Tracing the Causes of Shaking Palsy - Page 2
Nerven_Parkinson_Seite_2.jpg
Toxic protein deposits in
Parkinson's afflicted brain.

A defective alpha-synuclein, or an unstable DJ1 – if Parkinson’s is caused by individual, defective genes, the cause of illness can be detected relatively swiftly. However, these hereditary forms of shaking palsy only account for about 15 percent of all cases of Parkinson’s.

"The disease is only occasionally caused by a defect in one single gene," said Professor Thomas Gasser . "Parkinson’s disease usually occurs sporadically and only affects one family member. Whether or not mutations of the DNA are involved is not known so far."

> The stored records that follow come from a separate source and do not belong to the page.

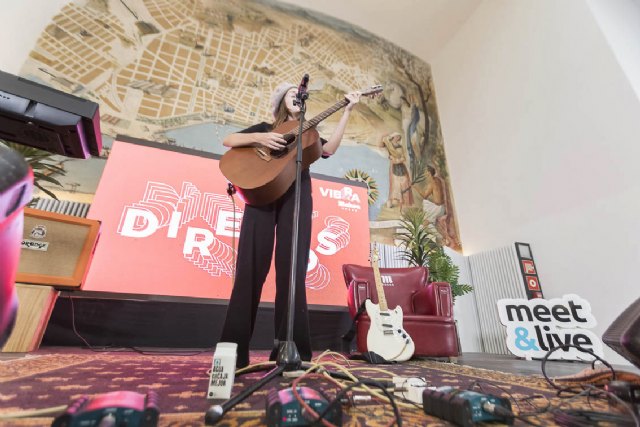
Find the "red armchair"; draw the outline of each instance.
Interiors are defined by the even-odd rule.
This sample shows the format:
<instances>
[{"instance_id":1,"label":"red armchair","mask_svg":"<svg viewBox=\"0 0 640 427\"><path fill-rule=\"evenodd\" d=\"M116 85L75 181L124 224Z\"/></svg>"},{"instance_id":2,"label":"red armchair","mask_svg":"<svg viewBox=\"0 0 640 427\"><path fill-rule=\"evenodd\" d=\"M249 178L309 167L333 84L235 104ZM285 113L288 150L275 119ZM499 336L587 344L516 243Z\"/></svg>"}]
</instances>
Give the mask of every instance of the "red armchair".
<instances>
[{"instance_id":1,"label":"red armchair","mask_svg":"<svg viewBox=\"0 0 640 427\"><path fill-rule=\"evenodd\" d=\"M342 272L352 318L367 298L378 303L373 268L345 264ZM403 327L415 344L414 355L457 357L460 349L451 286L444 282L428 283L429 271L424 267L381 268L380 276L389 309L402 307ZM356 321L356 344L361 353L367 351L370 323L366 311Z\"/></svg>"}]
</instances>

The onset of the disease could potentially be caused by a very complicated combination of gene variants and environmental influences. This is exactly what Professor Gasser and other researchers at the National Genome Research Network want to examine now. Also in this so-called “sporadic” form of Parkinson’s, the scientists are looking into the alpha-synuclein gene in great detail – successfully, as it turns out, because apparently there are certain combinations of small mutations in the alpha-synuclein. Some of these combinations appear with greater frequency in Parkinson patients than in healthy individuals.

Even if these combinations of genetic mutations are not as evident in destroying the alpha-synuclein’s function as is the hereditary form of Parkinson’s disease, perhaps they still impair the effectiveness of the alpha-synuclein gene in some form or other and thus increase the risk of falling ill with Parkinson’s.

First test results from brain tissue samples indicate that there are indeed different kinds of alpha-synuclein proteins, so-called “splice variants”.